Things changed. We moved from the tower in the city to a new compound in upstate New York. The members of the team who were seen more secondary members, like me and Rhodie and Sam were brought in full time. They all moved to the compound permanently. Wanda and the new life, who was now going by Vision were brought into the Avengers too.

Bruce had disappeared. I actually knew exactly where to find him. I told Steve I knew but that I didn't want to say. He wanted to disappear. I was going to let him.

Tony left. He said he was done with 'Avenging'. He was still financing the operation but he needed to physically step away from it. He'd still come and see us, but the visits became less and less as time passed. Each time I saw him he seemed more and more broken. I wanted to go into his mind and just delete the hurt. I could do that. I'm sure I could.

Thor left too. He was returning to Asgard worried about the vision he'd seen.

Wanda's brother Pietro had been killed in Sokovia. She was broken by it. I tried to imagine what it would be like if Bucky had died with the connection we had. It made my heart hurt.

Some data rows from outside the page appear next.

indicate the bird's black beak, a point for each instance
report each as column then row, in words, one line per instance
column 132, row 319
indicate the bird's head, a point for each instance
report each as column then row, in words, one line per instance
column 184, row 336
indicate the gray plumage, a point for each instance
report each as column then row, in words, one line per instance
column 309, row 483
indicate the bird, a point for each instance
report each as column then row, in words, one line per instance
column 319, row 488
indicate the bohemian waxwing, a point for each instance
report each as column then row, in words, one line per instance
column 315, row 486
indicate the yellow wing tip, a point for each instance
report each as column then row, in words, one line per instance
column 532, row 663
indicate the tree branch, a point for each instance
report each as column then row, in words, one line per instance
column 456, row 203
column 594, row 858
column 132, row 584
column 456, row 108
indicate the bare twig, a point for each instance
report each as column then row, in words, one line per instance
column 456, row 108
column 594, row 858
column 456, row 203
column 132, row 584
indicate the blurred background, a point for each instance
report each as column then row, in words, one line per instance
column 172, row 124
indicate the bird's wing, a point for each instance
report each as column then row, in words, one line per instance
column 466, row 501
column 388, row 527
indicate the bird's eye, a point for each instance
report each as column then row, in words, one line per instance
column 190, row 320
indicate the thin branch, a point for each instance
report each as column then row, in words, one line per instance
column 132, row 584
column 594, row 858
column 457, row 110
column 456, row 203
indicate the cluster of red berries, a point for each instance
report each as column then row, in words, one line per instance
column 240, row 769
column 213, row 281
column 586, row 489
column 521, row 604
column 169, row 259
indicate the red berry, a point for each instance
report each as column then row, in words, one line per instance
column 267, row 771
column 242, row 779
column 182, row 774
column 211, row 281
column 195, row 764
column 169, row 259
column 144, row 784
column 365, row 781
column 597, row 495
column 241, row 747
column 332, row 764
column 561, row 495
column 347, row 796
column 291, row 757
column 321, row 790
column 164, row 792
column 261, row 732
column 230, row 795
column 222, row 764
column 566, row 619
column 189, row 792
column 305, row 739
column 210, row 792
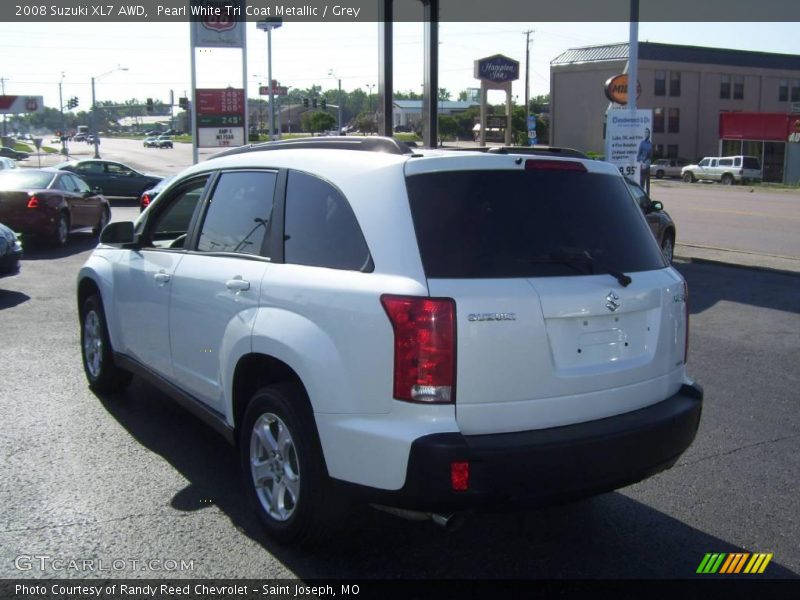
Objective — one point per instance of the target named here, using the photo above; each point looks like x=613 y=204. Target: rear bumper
x=546 y=466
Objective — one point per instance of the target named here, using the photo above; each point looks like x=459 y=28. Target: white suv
x=427 y=332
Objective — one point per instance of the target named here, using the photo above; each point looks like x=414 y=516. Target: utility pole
x=3 y=85
x=527 y=70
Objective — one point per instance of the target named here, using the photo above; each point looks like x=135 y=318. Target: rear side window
x=751 y=162
x=239 y=213
x=492 y=224
x=321 y=229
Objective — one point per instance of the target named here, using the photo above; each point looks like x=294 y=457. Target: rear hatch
x=565 y=308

So I reached out to her. We had a horrible shared life experience that had almost resulted in the same outcome. We were taken by Hydra. Sure she chose that but it wasn't really a choice made by anything other than desperation. We both had these abilities that were scarily similar. I couldn't do the telekinetic thing but she wasn't as strong a telepath as I was.

We became friends. It was slightly uneasy to begin with. She was scared of me. Of what I was capable of doing to her mind. She didn't like that I could see what she was thinking, even though she was able to do the same thing to others. She also didn't like that I was easily able to keep her out of my head. I didn't like how her telepathy felt. It felt like the stone. The stone still worried me despite the fact it was being kept safe in Vision. If I was totally honest, I was scared of her too. I could only read her if I applied massive effort to do so and she could hurt me. I knew it.

Still it happened. We became friends. It was slow, but we were patient with each other. Soon we would have whole conversations without opening our mouths. Everyone hated it. We would be sitting there chatting away and we'd start laughing about something we shared and everyone would glare at us. It was even funnier if we weren't in the same room. I'd be alone with Steve and he'd be telling me some boring thing that I probably should be listening too. I'd call out help to Wanda and she'd send the funniest mental image to me and I'd burst out laughing. Steve would always scold both of us like naughty children.